Tackle the errors not the victims
Vincents Solicitors responds to calls for claims cap
Calls for medical negligence compensation claims to be capped and reduced would be an ‘affront’ to claimants and worsen their suffering according to a Lancashire solicitor.
A letter to Justice Secretary David Gauke from a group of health chiefs - including the NHS Confederation and the British Medical Association - asks the government to limit payments.
The letter quotes research purporting to show £1.7billion was paid out in 2017, money which they say is being diverted from front line care. To put this into context, the 2017/18 NHS budget is estimated to be in the region of £124billion.
But this cash is not merely disappearing, it is being used to help victims of medical negligence, and their families, rebuild their lives following negligent surgery, misdiagnosis or other errors by health service staff.
Olivia Robinson, Director and Head of the Clinical Negligence department at Vincents Solicitors said:
“Any debate on this issue should begin and end with the individual patients whose lives are irrevocably altered as a result of a negligent action by a member of the health service.
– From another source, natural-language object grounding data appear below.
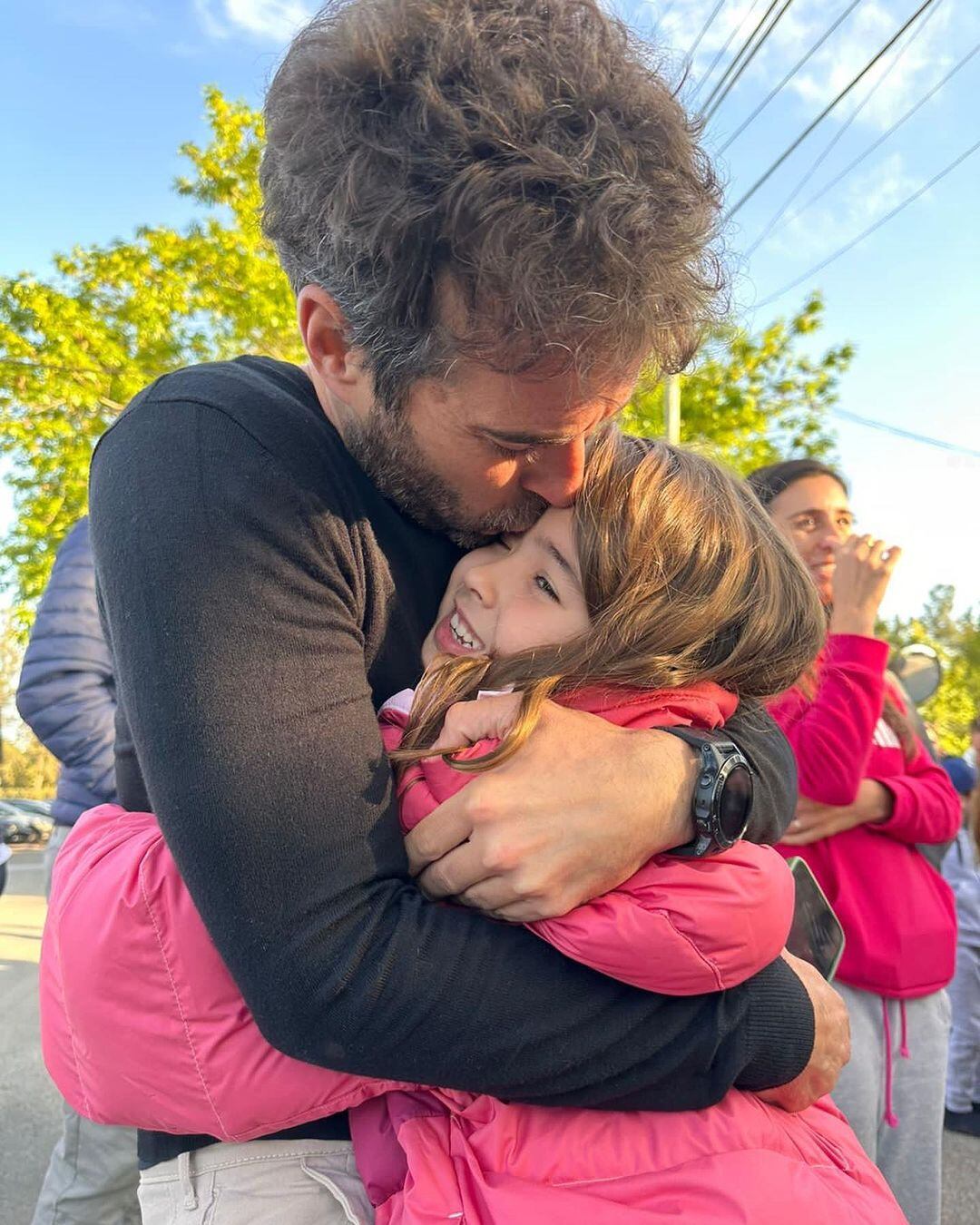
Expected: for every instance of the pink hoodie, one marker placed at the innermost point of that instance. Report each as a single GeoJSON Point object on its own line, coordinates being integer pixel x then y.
{"type": "Point", "coordinates": [897, 912]}
{"type": "Point", "coordinates": [132, 986]}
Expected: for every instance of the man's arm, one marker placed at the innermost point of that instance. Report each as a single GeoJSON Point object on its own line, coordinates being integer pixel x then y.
{"type": "Point", "coordinates": [66, 693]}
{"type": "Point", "coordinates": [235, 633]}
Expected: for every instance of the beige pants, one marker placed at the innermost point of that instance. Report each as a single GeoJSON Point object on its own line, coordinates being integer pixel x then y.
{"type": "Point", "coordinates": [262, 1182]}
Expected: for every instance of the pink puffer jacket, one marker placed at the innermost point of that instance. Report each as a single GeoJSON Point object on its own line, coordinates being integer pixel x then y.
{"type": "Point", "coordinates": [436, 1154]}
{"type": "Point", "coordinates": [142, 1024]}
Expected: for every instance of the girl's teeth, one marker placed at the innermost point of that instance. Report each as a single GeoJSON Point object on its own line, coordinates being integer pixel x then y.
{"type": "Point", "coordinates": [461, 634]}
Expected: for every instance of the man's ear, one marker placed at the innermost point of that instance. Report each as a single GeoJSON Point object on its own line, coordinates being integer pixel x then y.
{"type": "Point", "coordinates": [322, 326]}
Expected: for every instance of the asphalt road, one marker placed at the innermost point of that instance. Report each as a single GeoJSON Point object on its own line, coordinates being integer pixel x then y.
{"type": "Point", "coordinates": [30, 1110]}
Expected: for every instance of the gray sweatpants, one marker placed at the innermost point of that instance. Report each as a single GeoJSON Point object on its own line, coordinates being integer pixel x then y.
{"type": "Point", "coordinates": [892, 1093]}
{"type": "Point", "coordinates": [963, 1080]}
{"type": "Point", "coordinates": [261, 1182]}
{"type": "Point", "coordinates": [92, 1176]}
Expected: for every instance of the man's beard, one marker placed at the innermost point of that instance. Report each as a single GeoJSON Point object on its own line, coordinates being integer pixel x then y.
{"type": "Point", "coordinates": [386, 448]}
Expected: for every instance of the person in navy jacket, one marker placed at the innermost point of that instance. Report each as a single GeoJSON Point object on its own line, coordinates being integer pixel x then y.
{"type": "Point", "coordinates": [66, 695]}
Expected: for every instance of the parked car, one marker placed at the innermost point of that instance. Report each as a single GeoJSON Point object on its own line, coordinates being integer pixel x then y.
{"type": "Point", "coordinates": [21, 827]}
{"type": "Point", "coordinates": [37, 808]}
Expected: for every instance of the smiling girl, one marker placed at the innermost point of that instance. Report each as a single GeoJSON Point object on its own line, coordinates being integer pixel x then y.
{"type": "Point", "coordinates": [663, 598]}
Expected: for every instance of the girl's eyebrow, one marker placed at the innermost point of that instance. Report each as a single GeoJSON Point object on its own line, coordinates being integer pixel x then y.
{"type": "Point", "coordinates": [559, 557]}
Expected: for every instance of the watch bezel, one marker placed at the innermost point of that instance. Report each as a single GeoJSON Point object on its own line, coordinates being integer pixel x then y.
{"type": "Point", "coordinates": [720, 760]}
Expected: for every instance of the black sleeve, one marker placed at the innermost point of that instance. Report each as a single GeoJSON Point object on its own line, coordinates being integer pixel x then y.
{"type": "Point", "coordinates": [773, 767]}
{"type": "Point", "coordinates": [233, 615]}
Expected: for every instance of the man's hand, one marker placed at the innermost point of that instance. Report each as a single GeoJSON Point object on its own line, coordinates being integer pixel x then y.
{"type": "Point", "coordinates": [573, 815]}
{"type": "Point", "coordinates": [830, 1043]}
{"type": "Point", "coordinates": [861, 576]}
{"type": "Point", "coordinates": [815, 821]}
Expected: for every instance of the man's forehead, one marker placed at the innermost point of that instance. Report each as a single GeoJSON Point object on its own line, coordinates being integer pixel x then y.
{"type": "Point", "coordinates": [529, 410]}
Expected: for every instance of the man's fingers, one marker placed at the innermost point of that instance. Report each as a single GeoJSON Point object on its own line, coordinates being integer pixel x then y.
{"type": "Point", "coordinates": [487, 718]}
{"type": "Point", "coordinates": [438, 833]}
{"type": "Point", "coordinates": [494, 896]}
{"type": "Point", "coordinates": [455, 874]}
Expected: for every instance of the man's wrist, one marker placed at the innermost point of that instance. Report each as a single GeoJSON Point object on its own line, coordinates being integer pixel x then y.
{"type": "Point", "coordinates": [671, 779]}
{"type": "Point", "coordinates": [851, 622]}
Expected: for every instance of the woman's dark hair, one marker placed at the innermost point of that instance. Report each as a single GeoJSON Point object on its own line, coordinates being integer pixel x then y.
{"type": "Point", "coordinates": [512, 181]}
{"type": "Point", "coordinates": [769, 482]}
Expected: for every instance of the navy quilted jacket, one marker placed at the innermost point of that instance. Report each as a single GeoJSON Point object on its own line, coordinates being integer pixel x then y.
{"type": "Point", "coordinates": [67, 691]}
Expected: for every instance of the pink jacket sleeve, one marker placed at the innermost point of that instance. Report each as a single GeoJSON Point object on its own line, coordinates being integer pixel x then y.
{"type": "Point", "coordinates": [683, 926]}
{"type": "Point", "coordinates": [832, 734]}
{"type": "Point", "coordinates": [926, 806]}
{"type": "Point", "coordinates": [676, 926]}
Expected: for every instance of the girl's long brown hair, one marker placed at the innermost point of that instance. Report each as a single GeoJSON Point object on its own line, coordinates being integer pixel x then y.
{"type": "Point", "coordinates": [686, 580]}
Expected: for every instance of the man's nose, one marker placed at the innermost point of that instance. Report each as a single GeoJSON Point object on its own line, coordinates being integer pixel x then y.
{"type": "Point", "coordinates": [556, 475]}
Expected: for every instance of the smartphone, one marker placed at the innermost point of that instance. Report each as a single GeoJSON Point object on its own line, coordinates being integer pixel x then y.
{"type": "Point", "coordinates": [816, 935]}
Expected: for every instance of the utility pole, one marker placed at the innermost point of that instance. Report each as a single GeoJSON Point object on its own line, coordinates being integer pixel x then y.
{"type": "Point", "coordinates": [672, 408]}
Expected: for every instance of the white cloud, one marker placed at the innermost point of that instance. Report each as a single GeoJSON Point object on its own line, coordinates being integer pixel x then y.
{"type": "Point", "coordinates": [898, 80]}
{"type": "Point", "coordinates": [818, 231]}
{"type": "Point", "coordinates": [273, 21]}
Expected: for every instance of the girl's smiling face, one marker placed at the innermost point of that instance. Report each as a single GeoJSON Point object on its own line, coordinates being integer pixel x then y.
{"type": "Point", "coordinates": [517, 593]}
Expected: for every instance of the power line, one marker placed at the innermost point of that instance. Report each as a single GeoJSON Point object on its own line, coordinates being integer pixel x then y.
{"type": "Point", "coordinates": [704, 30]}
{"type": "Point", "coordinates": [864, 234]}
{"type": "Point", "coordinates": [739, 54]}
{"type": "Point", "coordinates": [745, 64]}
{"type": "Point", "coordinates": [723, 49]}
{"type": "Point", "coordinates": [885, 136]}
{"type": "Point", "coordinates": [789, 75]}
{"type": "Point", "coordinates": [826, 111]}
{"type": "Point", "coordinates": [904, 434]}
{"type": "Point", "coordinates": [840, 132]}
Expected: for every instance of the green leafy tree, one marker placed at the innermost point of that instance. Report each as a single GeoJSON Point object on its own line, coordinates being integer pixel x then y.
{"type": "Point", "coordinates": [753, 397]}
{"type": "Point", "coordinates": [76, 347]}
{"type": "Point", "coordinates": [956, 640]}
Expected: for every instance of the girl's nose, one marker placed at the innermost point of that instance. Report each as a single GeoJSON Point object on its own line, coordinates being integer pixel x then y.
{"type": "Point", "coordinates": [483, 583]}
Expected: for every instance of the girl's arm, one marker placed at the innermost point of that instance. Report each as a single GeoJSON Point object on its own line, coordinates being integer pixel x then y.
{"type": "Point", "coordinates": [925, 808]}
{"type": "Point", "coordinates": [678, 926]}
{"type": "Point", "coordinates": [683, 926]}
{"type": "Point", "coordinates": [832, 732]}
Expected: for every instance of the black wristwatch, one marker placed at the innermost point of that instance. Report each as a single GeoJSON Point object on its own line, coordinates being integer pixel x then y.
{"type": "Point", "coordinates": [723, 793]}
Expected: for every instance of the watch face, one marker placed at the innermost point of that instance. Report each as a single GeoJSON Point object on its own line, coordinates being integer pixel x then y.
{"type": "Point", "coordinates": [735, 804]}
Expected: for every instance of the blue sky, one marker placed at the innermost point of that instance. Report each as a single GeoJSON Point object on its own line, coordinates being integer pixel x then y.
{"type": "Point", "coordinates": [100, 97]}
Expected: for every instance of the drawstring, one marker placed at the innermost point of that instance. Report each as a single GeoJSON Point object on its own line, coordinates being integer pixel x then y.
{"type": "Point", "coordinates": [889, 1115]}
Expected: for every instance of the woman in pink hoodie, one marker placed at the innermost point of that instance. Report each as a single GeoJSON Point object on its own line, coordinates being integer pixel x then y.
{"type": "Point", "coordinates": [870, 791]}
{"type": "Point", "coordinates": [661, 599]}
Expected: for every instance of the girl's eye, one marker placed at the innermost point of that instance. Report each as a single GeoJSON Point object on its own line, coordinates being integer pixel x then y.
{"type": "Point", "coordinates": [542, 583]}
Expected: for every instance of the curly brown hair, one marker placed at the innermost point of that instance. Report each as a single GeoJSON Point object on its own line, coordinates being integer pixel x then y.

“Too many claimants suffer life changing injuries as a result of such errors. They should be rightfully able to make a claim, to receive money which often has to compensate for loss of an income, or help with further treatment, care, home adaptations, wheelchairs, etc. Without this financial support for their needs, their suffering is undoubtedly worse.
“To make this issue a battle between front line services and legitimate claimants who have been failed by the health service, is an affront to victims. It is not their fault a mistake has been made and their aftercare is no less valid than the front line care of the next patient.
"Those patients have gone into hospital with an expectation of being helped. Many millions of people receive fantastic care every single day. But, in circumstances when things do go wrong, there absolutely has to be a proper avenue to recover the correct level of compensation.
"The cost of claims is only a small percentage of the overall NHS budget, around 1.3% - so it is ridiculous to say that claims are harming the NHS.
“If the NHS and other bodies want to see that cost come down, then the responsibility lies with the health provider reducing the number and severity of errors being made.
"Many doctors and nurses would argue that more errors occur because there are staff shortages and because of the ever increasing burden on the health service. This is the issue that needs to be addressed. Tackle the errors, not the victims."